If I understand what you're asking (and I'm not sure that I am), wouldn't you have better luck with a wider lens and get right up on top of that flower?

Compression from telephoto:

lotsagulls2.jpg


Ultrawide angle close to main subject:

_MG_6491.jpg
 
I looked at your photos and the one with the yellow and blue flowers with the mountains in the bkgd is what I was talking about. Although the flowers in the fgrnd were a little oof (on my laptop screen), that is what I'm going for. What lens did you use? Nice shot. Thanks, TB
 
Yeah, that was actually the image I was looking for when I posted these. That was with a Sigma 10-20mm at 10mm on my Canon 30D.
 
...At f-22 I could get great DOF, but an anamorphic distortion of compression. If you shot a long road with telephone poles, even though the poles were quite far apart from each other, they would compress and appear as close as a picket fence ... My question is, is a lens a lens and it doesn't matter whether it's on a full frame film camera or a DX digital format? ...

Two points:

1. What you are describing is not "anamorphic distortion". It is a perceived perspective alteration and is actually not a distortion at all.

2. What you describe it not caused, at least directly, by the lens, so moving the lens to bodies with differing formats is not directly part of the issue.

What you are seeing in the telephone pole shot you describe is a result of the relative distances from the camera's postiion and that of each pole. It looks "odd" because a cropped portion of the view is enlarged significantly beyond what is seen with the eye. If you take the same shot with a wide angle from the same position and crop to get the same field of view you will see the same compression of distances.
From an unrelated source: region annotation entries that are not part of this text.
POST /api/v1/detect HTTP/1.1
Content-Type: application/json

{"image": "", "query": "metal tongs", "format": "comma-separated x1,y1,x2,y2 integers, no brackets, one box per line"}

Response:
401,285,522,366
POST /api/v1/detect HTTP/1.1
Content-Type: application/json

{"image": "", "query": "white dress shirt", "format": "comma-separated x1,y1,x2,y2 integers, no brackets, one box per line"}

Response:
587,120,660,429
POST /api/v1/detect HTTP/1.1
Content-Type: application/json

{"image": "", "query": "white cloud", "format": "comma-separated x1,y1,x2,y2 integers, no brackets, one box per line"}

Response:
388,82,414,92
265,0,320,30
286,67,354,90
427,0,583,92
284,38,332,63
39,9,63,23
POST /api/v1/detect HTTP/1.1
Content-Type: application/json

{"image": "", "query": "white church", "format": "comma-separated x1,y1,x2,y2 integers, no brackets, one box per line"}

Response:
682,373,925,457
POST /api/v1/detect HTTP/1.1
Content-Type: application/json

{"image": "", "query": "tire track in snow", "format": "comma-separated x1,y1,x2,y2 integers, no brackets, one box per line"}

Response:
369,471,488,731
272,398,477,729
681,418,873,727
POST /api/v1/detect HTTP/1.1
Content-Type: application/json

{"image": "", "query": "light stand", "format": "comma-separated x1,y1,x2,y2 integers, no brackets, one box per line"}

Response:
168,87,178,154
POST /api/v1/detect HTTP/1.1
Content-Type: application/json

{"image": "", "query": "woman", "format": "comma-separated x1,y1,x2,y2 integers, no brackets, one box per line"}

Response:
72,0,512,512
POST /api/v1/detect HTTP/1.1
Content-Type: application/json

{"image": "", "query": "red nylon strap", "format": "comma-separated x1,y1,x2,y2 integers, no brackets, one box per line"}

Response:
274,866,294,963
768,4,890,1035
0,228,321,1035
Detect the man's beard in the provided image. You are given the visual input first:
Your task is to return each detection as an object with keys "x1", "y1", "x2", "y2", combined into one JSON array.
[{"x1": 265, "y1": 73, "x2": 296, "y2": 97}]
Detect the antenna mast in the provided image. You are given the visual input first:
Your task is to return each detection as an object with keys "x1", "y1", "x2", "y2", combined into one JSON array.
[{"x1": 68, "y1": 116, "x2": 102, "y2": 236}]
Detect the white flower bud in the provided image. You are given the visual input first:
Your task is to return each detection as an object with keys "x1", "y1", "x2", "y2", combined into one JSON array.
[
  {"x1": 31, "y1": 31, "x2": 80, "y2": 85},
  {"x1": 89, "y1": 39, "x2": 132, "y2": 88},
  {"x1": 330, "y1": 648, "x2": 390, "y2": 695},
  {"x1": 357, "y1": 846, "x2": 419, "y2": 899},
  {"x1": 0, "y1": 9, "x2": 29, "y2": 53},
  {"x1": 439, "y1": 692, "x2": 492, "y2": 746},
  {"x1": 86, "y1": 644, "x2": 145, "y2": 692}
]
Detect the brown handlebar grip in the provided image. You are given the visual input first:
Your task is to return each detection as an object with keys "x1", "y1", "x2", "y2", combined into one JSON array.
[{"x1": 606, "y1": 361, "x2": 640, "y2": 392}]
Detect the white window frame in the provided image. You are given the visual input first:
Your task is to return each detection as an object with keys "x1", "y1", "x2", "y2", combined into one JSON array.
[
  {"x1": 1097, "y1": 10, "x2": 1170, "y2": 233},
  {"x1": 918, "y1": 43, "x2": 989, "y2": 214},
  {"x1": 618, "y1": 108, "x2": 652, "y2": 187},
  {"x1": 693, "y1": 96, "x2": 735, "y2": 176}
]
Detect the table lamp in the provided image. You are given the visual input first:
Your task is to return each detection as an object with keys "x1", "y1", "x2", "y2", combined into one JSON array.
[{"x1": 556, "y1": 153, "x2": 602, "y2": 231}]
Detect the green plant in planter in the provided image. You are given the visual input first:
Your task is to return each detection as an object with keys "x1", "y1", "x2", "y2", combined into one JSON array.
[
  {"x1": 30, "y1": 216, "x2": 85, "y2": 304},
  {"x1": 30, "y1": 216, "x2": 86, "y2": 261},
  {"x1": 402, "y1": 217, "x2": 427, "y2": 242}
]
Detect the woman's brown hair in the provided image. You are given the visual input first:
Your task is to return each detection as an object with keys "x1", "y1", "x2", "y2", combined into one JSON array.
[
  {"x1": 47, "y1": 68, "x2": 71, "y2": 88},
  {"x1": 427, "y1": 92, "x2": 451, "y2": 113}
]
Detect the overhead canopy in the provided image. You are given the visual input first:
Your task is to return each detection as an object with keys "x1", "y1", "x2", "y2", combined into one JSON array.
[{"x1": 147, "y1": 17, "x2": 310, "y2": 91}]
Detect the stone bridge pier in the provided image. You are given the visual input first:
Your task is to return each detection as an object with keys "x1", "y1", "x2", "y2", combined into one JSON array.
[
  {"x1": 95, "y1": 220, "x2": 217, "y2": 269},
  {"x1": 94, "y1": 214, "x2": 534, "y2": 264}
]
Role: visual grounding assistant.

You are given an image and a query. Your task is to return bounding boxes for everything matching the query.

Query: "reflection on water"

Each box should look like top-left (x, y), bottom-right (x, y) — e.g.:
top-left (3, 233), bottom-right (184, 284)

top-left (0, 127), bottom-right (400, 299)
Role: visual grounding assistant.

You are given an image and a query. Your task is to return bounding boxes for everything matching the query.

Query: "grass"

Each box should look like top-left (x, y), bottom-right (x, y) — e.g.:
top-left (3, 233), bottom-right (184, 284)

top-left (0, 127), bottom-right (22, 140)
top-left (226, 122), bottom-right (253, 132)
Your issue with the flower shot is not directely with the lens, but instead is with your choice of shooting position. To get the result you want you need to ignore the lens, at first, and choose a shooting position that produces the desired relative sizes of flower and mountain. Then, and only then, choose a lens that gives you the desired field of view from that position.

The only effect the lens has directly is in luring the photographer to shot a subject from a particular postion in order to get the desired framing. It is the shooting postion, and only the shooting position, that controls the perspective (either the "telephoto compression" or the "wide angle expansion").